SARATOGA, Calif. - A 74-year-old woman pretended to be the victim of an assault, where she was found bound and gagged inside her Saratoga office last year. But she was really the person who started a fire inside her building and she did so, the Santa Clara County Sheriff's Office said on Friday, because she wanted to hide the fact that she was embezzling from the company.
Janice Carlstrom of San Jose was arrested on Thursday after the sheriff's office said she "confessed" to the bizarre string of crimes, which stem from a fire at her office, Pollack Investments at 14500 Big Basin Way, Suite C, in Saratoga, on Nov. 4, 2019.
Reached by phone at her home on Friday, Carlstrom, who lists herself as the office manager at Pollack Investments, said she didn't want to speak about her situation. She also said she didn't have an attorney whose name she would pass along. Jail records show she was released on $40,000 bond. Her next court date is Jan. 11, pending a review of the case by Santa Clara County prosecutors.
Slightly more than a year ago, Deputy Russell Davis said Carlstrom was found bound and gagged inside her office, which had been set on fire. She had a cut on the back of her head and a broken nose. She told authorities, which included Davis, that she had no idea who assaulted her, or who started the fire. Davis said when authorities arrived, "there was a good amount of smoke inside."
At the time, she told investigators that she arrived to work around 7:30 a.m., went upstairs and unlocked the office. She then went back down to her car for a short period of time before returning up to the office.
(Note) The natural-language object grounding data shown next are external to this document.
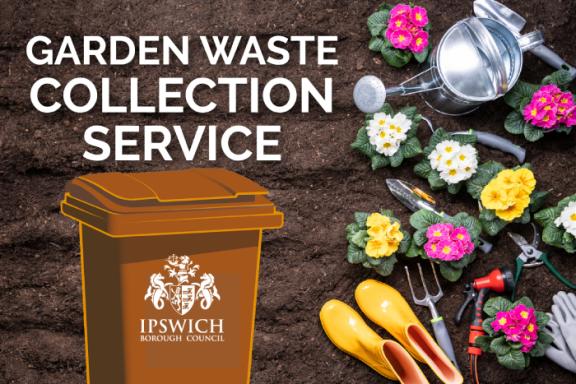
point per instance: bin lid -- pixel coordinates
(169, 202)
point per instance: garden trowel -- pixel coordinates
(416, 199)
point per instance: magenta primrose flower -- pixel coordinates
(447, 243)
(550, 107)
(518, 325)
(405, 28)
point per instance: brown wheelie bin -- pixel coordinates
(169, 270)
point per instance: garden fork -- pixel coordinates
(440, 330)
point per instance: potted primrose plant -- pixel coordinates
(400, 33)
(388, 138)
(539, 109)
(514, 332)
(448, 241)
(505, 195)
(559, 223)
(375, 239)
(449, 161)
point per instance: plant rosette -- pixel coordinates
(559, 224)
(448, 241)
(400, 33)
(539, 109)
(449, 161)
(388, 138)
(506, 195)
(514, 332)
(374, 240)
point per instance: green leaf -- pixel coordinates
(524, 300)
(377, 22)
(514, 123)
(552, 235)
(497, 304)
(435, 181)
(423, 218)
(483, 342)
(542, 319)
(521, 91)
(487, 326)
(546, 216)
(492, 227)
(360, 218)
(423, 168)
(533, 133)
(449, 273)
(386, 266)
(514, 359)
(395, 57)
(411, 147)
(359, 239)
(422, 56)
(500, 346)
(378, 161)
(355, 255)
(362, 143)
(376, 43)
(396, 159)
(560, 77)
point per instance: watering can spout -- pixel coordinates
(370, 92)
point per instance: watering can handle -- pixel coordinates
(552, 58)
(530, 40)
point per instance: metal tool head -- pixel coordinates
(369, 94)
(530, 252)
(428, 298)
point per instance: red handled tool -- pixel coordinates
(499, 280)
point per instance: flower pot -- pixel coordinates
(169, 273)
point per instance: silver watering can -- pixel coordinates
(477, 60)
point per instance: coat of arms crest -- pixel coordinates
(179, 290)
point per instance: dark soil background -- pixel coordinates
(319, 183)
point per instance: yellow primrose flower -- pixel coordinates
(377, 219)
(377, 249)
(525, 179)
(494, 197)
(506, 178)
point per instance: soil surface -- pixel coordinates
(319, 183)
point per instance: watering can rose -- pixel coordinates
(448, 241)
(400, 33)
(388, 138)
(515, 332)
(539, 109)
(374, 240)
(450, 160)
(559, 223)
(506, 195)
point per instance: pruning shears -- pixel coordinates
(532, 257)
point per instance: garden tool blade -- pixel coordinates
(494, 10)
(411, 196)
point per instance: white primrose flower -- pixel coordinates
(454, 162)
(567, 219)
(386, 133)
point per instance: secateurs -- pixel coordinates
(532, 257)
(438, 324)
After re-entering the office, she remembered an unknown assailant coming up behind her and duct-taping her eyes and mouth closed. In a news release at the time, Carlstrom said she "did not have a memory of anything else related to the assault until she was awoken by fire sprinklers and being helped by firefighters."
She was taken to Valley Medical Center for treatment of her injuries and Davis said the Sheriff's Office launched a major investigation into what happened. "We used multiple resources for this," Davis said, adding that because of the fire, many businesses and streets were shut down temporarily, as well.
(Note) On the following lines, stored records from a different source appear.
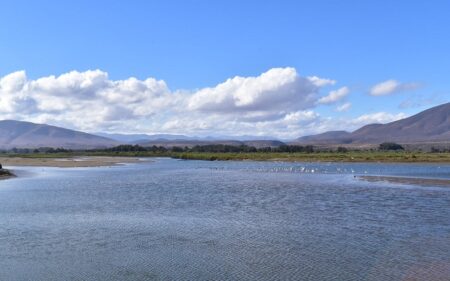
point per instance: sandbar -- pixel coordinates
(409, 181)
(71, 162)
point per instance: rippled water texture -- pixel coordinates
(193, 220)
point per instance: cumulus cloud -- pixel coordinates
(344, 107)
(390, 87)
(321, 82)
(335, 96)
(83, 100)
(278, 102)
(277, 90)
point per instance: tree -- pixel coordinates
(390, 146)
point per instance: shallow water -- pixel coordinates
(198, 220)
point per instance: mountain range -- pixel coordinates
(30, 135)
(429, 126)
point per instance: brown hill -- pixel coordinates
(30, 135)
(431, 125)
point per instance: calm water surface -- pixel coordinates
(195, 220)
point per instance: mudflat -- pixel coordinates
(70, 162)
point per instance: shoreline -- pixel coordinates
(407, 180)
(68, 162)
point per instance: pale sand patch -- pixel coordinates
(410, 181)
(90, 161)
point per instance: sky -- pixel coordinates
(282, 69)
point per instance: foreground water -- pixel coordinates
(195, 220)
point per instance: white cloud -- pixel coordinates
(344, 107)
(379, 117)
(321, 82)
(277, 90)
(278, 102)
(390, 87)
(335, 96)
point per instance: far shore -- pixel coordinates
(408, 180)
(69, 162)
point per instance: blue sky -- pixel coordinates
(192, 46)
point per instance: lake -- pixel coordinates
(167, 219)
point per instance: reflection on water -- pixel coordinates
(194, 220)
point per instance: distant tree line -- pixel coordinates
(211, 148)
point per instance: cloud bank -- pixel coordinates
(278, 102)
(391, 86)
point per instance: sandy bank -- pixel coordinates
(411, 181)
(97, 161)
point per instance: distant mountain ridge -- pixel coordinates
(22, 134)
(431, 125)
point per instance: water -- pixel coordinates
(196, 220)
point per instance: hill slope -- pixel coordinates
(30, 135)
(431, 125)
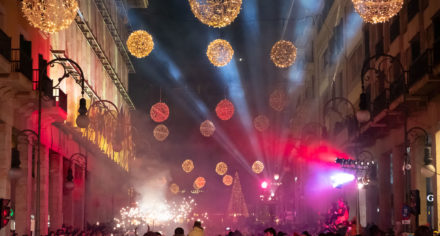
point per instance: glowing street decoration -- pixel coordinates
(221, 168)
(187, 166)
(257, 167)
(161, 132)
(159, 112)
(50, 16)
(377, 11)
(140, 43)
(261, 123)
(207, 128)
(278, 100)
(283, 54)
(174, 188)
(216, 13)
(224, 109)
(220, 52)
(199, 183)
(227, 180)
(340, 179)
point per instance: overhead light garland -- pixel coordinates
(174, 188)
(216, 13)
(261, 123)
(283, 54)
(159, 112)
(220, 52)
(278, 100)
(207, 128)
(161, 132)
(199, 183)
(50, 16)
(377, 11)
(224, 109)
(257, 167)
(221, 168)
(227, 180)
(140, 43)
(187, 165)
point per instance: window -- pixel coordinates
(395, 28)
(415, 47)
(413, 9)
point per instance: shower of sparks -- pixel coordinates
(155, 213)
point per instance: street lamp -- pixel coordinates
(66, 74)
(119, 129)
(69, 184)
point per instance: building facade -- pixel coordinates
(98, 164)
(351, 57)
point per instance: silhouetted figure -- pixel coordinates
(197, 229)
(270, 232)
(423, 231)
(179, 232)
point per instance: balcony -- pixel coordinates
(20, 62)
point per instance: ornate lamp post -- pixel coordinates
(82, 110)
(70, 185)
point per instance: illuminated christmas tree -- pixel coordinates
(237, 204)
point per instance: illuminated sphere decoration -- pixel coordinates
(224, 109)
(221, 168)
(159, 112)
(377, 11)
(227, 180)
(161, 132)
(257, 167)
(174, 188)
(140, 43)
(50, 16)
(215, 13)
(199, 183)
(278, 100)
(207, 128)
(187, 165)
(283, 54)
(220, 52)
(261, 123)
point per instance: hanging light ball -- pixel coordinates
(221, 168)
(159, 112)
(207, 128)
(261, 123)
(174, 188)
(50, 16)
(377, 11)
(278, 100)
(224, 109)
(227, 180)
(215, 13)
(187, 165)
(161, 132)
(199, 183)
(140, 43)
(257, 167)
(283, 54)
(220, 52)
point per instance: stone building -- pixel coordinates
(99, 165)
(341, 46)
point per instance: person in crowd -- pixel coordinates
(179, 232)
(270, 232)
(423, 230)
(197, 229)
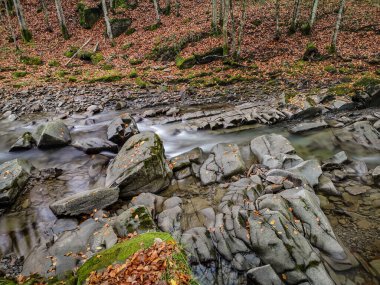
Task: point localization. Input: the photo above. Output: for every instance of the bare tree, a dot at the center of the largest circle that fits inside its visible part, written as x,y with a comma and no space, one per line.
46,16
226,6
241,26
296,11
337,25
277,30
10,24
313,14
157,10
25,33
61,19
107,20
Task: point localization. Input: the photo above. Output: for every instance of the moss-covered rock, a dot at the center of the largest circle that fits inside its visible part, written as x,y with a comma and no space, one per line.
119,253
88,16
120,26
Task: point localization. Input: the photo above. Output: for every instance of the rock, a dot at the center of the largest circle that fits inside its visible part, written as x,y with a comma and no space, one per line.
135,219
95,145
121,129
357,189
304,127
309,113
13,176
272,145
327,187
120,26
24,142
140,166
85,202
376,175
186,159
52,134
172,111
375,264
335,162
310,169
264,275
224,161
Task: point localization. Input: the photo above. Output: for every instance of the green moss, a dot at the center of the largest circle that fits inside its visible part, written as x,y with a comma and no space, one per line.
141,83
31,60
133,73
119,253
53,63
72,50
96,58
18,74
135,61
367,81
330,69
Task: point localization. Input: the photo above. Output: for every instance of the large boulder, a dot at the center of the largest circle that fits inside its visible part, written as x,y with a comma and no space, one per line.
52,134
224,161
140,166
95,145
13,177
121,129
85,202
272,145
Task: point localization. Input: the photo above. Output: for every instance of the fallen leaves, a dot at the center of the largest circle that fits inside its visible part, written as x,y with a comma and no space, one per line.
154,265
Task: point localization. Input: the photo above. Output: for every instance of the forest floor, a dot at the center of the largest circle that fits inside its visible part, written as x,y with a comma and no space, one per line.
134,59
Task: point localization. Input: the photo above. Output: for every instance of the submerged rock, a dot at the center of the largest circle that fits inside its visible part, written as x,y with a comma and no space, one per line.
271,145
224,161
121,129
52,134
24,142
140,166
85,202
95,145
13,176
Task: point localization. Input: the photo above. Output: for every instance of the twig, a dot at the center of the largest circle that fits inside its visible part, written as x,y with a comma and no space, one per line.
71,58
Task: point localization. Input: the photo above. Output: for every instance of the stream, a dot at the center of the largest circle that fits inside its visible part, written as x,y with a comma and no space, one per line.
30,219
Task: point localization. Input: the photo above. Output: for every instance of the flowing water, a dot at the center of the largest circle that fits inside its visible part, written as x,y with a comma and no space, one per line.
31,219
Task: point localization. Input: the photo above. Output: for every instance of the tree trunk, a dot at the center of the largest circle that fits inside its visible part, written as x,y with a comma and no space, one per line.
277,31
10,24
61,19
25,33
46,16
241,27
337,25
313,14
107,20
157,10
226,5
214,13
296,11
233,29
177,7
167,7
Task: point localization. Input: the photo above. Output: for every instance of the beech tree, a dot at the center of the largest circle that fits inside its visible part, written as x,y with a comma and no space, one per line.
61,20
25,33
10,24
107,20
337,26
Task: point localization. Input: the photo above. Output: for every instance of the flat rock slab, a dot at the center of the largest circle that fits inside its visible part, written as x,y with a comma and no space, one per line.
85,202
13,177
304,127
95,145
357,189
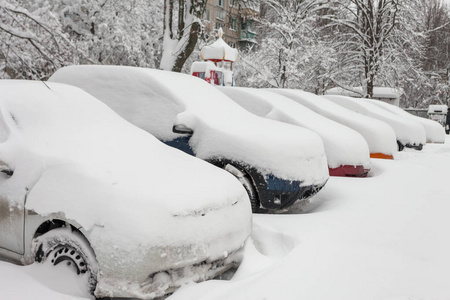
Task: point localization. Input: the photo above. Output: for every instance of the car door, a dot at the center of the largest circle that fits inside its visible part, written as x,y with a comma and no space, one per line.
12,218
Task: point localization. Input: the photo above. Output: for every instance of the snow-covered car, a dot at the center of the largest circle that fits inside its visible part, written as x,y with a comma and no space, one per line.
84,189
379,136
408,133
278,170
347,151
434,131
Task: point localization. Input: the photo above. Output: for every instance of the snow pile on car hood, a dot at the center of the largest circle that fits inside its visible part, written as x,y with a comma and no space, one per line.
435,133
127,189
156,100
379,136
407,131
343,146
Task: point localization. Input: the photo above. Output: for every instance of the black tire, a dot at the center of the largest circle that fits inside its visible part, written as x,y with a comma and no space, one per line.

Over the last year, Davis said that detectives have been working on the case. What they found: Carlstrom allegedly stole more than $44,000 from her employer. In addition, authorities said they found "other fraudulent activity" totaling more than $580,000 involving multiple financial institutions. Davis said most of the money was used to pay off Carlstrom's home loans as well as that of her son.
The Sheriff’s Office Identification Unit also said they found Carlstrom’s thumbprint on a "critical piece of evidence" involving the arson, which was found at the crime scene.
On Thursday, detectives interviewed Carlstrom, who they said told them that she made the fraudulent payments and started the fire to "conceal evidence." Detectives also said she made up the part about being assaulted by an unknown suspect.
Asked how Carlstrom could have bound and gagged herself up in the office, or if she had an accoplice, Davis answered: "That we don't know."